Optimizing the Optimal Weighted Average: Efficient Distributed Sparse Classification
Fred Lu, Ryan R. Curtin, Edward Raff, Francis Ferraro, James Holt
TL;DR
This paper addresses distributed training of penalized logistic regression on large-scale, high-dimensional data by introducing ACOWA, a two-round distributed algorithm built atop the optimal weighted average (OWA). It combines centroid augmentation to reduce partition variance in the first round and adaptive feature weighting (iterated Lasso) in the second round, followed by a robust merge step. The authors provide theoretical isoefficiency analyses showing ACOWA maintains scalable communication requirements comparable to OWA, and they demonstrate through extensive experiments that ACOWA yields substantially better accuracy, especially for sparse solutions, with only modest additional runtime.

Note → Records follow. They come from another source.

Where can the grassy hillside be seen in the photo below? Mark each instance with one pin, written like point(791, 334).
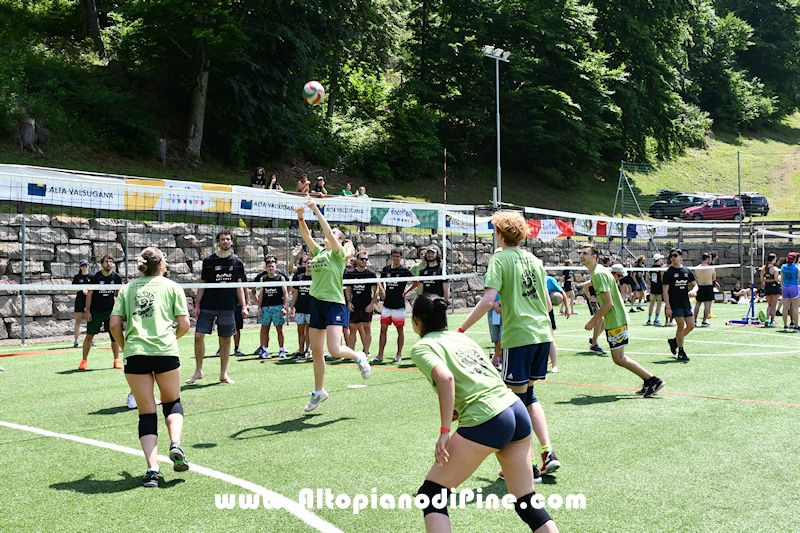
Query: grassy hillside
point(770, 164)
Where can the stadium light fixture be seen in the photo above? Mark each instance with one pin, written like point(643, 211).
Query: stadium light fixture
point(498, 54)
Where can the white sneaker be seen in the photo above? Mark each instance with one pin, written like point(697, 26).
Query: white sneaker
point(366, 371)
point(315, 400)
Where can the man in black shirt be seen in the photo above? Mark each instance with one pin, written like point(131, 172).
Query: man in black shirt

The approach offers a practical, scalable solution for high-dimensional distributed linear models, with broad applicability beyond logistic regression.
Abstract
While distributed training is often viewed as a solution to optimizing linear models on increasingly large datasets, inter-machine communication costs of popular distributed approaches can dominate as data dimensionality increases. Recent work on non-interactive algorithms shows that approximate solutions for linear models can be obtained efficiently with only a single round of communication among machines. However, this approximation often degenerates as the number of machines increases. In this paper, building on the recent optimal weighted average method, we introduce a new technique, ACOWA, that allows an extra round of communication to achieve noticeably better approximation quality with minor runtime increases. Results show that for sparse distributed logistic regression, ACOWA obtains solutions that are more faithful to the empirical risk minimizer and attain substantially higher accuracy than other distributed algorithms.